Suppose $X$ is a random variable, $c$ is a constant and $a_{n} = E(X-c)^n$ is finite $\forall n \geq 1$.

Then $P(X = c) = 1$ iff $a_{n} = 0$ for

1) atleast one $n \geq 1$

2) atleast one odd $n$

3) atleast one even $n$

4) atleast two values of $n$

I could do the forward direction as for $P(X =c) =1$ then $x= c$ with probability 1,so $a_{n} = E(X-c)^n = E(0) = 0$ so this is true for any $n \geq 1$, but what happens to the converse case that is if $a_{n} = 0$ or $E(x-c)^n = 0$ then can $P(X= c) =1$ then how can we conclude that it occurs for some finite values of $n$ or for all values of $n$ ?

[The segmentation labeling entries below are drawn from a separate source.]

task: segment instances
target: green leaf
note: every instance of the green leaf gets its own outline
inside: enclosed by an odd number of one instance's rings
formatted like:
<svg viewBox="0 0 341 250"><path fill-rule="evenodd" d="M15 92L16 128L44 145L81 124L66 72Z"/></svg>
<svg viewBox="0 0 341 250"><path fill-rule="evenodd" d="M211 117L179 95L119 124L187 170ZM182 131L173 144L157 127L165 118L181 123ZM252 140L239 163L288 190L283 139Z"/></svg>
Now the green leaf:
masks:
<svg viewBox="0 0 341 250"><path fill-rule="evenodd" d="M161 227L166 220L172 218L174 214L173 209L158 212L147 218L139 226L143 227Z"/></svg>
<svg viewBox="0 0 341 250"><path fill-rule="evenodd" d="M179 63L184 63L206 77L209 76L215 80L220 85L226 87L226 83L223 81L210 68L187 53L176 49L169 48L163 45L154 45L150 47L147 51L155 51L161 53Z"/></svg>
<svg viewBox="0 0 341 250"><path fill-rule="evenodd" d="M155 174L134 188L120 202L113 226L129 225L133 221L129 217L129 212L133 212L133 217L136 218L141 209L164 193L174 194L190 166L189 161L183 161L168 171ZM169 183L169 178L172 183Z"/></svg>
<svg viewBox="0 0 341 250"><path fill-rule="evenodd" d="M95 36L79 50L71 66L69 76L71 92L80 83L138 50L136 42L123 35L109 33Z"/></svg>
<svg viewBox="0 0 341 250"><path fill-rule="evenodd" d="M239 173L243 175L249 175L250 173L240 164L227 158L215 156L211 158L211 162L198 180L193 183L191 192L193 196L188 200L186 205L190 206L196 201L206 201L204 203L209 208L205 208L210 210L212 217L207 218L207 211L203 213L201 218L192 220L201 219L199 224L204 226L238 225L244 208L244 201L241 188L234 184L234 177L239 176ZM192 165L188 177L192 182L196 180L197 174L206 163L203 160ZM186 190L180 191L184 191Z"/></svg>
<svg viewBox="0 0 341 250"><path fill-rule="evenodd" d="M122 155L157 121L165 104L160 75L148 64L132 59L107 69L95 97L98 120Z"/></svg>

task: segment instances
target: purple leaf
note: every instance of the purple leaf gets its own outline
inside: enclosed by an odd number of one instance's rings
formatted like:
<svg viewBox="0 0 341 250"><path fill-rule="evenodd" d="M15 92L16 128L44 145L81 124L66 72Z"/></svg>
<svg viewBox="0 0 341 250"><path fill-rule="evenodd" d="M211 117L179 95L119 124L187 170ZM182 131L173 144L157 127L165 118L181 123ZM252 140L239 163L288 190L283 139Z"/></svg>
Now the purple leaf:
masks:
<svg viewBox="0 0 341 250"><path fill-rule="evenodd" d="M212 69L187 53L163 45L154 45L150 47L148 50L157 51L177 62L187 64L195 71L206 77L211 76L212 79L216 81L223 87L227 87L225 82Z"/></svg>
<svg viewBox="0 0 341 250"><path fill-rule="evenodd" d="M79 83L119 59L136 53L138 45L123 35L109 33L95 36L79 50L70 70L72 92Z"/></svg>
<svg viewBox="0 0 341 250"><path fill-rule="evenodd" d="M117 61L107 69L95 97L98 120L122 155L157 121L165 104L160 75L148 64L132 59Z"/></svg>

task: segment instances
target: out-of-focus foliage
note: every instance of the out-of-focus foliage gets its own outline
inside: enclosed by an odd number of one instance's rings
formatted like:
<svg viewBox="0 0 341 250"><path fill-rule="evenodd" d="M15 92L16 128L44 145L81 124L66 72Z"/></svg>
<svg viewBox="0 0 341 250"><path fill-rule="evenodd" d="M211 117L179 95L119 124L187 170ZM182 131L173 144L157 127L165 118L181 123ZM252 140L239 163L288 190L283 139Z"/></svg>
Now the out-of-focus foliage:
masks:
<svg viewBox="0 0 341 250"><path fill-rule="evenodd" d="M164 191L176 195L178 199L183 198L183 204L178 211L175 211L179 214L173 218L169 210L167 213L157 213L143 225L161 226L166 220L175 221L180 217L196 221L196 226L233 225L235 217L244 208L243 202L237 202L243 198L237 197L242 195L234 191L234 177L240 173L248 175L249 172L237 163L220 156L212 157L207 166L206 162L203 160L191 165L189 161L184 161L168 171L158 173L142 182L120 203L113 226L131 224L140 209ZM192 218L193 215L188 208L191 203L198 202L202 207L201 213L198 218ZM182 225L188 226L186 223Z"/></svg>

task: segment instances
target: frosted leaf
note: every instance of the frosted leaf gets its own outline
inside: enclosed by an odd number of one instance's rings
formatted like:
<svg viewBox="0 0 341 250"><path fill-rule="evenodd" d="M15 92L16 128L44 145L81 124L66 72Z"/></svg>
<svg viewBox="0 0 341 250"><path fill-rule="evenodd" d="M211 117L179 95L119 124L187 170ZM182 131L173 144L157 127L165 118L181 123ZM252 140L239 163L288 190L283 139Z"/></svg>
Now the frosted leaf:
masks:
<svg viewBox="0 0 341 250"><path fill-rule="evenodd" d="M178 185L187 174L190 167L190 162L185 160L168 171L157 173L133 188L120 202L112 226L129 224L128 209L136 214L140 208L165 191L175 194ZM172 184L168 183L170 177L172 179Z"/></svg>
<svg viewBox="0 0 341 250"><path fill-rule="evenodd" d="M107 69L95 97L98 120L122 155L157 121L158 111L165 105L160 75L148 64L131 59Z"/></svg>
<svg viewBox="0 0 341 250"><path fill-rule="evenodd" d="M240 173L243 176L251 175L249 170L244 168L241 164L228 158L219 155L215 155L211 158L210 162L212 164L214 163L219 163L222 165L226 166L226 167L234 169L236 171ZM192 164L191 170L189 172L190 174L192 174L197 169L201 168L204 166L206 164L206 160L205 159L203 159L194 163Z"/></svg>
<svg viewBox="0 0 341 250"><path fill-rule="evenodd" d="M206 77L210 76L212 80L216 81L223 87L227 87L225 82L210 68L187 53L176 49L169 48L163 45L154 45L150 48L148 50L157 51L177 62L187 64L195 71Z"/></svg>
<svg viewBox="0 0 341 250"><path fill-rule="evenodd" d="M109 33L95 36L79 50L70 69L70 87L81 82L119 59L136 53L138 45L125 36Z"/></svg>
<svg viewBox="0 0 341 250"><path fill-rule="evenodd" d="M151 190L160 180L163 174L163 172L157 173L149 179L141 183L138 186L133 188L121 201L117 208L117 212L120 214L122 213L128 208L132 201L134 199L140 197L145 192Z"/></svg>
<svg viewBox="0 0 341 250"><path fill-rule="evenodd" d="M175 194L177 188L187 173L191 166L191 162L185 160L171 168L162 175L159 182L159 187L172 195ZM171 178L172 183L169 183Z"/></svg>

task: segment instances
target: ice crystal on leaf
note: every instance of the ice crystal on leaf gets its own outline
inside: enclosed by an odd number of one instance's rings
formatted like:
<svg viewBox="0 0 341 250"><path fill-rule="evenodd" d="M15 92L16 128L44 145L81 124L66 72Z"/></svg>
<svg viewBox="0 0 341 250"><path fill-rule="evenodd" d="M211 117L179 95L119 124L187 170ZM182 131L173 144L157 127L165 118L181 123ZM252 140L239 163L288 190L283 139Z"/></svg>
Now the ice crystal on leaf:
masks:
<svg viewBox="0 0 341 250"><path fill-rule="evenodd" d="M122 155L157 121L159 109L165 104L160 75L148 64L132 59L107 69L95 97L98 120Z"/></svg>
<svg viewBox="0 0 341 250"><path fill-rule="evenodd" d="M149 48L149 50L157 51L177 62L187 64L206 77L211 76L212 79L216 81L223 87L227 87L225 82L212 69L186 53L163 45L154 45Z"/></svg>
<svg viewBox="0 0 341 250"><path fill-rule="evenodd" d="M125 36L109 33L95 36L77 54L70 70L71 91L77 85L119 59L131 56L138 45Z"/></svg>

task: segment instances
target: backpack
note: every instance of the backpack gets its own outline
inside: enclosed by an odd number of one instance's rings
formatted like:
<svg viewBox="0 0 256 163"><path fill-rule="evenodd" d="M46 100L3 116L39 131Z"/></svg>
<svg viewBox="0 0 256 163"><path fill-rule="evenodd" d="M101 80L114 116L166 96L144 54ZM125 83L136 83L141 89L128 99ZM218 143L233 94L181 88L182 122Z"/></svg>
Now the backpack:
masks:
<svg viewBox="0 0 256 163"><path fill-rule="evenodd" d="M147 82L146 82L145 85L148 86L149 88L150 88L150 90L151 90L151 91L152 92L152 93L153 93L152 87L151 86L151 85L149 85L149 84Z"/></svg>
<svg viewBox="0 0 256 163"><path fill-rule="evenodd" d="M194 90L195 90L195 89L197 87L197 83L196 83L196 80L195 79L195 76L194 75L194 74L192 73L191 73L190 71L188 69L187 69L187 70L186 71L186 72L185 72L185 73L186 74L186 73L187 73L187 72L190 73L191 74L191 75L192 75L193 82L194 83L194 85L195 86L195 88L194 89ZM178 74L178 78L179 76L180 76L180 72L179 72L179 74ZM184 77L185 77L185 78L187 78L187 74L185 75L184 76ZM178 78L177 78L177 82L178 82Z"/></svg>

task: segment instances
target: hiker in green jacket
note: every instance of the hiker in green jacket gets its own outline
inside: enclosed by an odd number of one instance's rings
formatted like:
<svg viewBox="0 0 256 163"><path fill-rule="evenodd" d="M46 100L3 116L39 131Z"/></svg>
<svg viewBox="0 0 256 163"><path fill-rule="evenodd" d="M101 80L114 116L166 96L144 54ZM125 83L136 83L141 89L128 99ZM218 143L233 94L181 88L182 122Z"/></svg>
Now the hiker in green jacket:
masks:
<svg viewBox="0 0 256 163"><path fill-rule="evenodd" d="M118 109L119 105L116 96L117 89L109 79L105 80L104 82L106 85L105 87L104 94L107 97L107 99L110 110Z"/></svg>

Atleast i think this question is not in MSE as i tried searching in Approach0 here.

Answer 1

Some hints:

First, try to rule out some of those options by finding a counterexample. Consider the case where $X$ is a standard normal random variable, and $c = 0$. What is $a_n = E[X^n]$ for any odd integer $n \ge 1$? What is $P[X = 0]$? This should help you rule out most of those options.

Next, if $n$ is an even integer, then $(X-c)^n$ is a non-negative random variable. So, theorems like this one apply.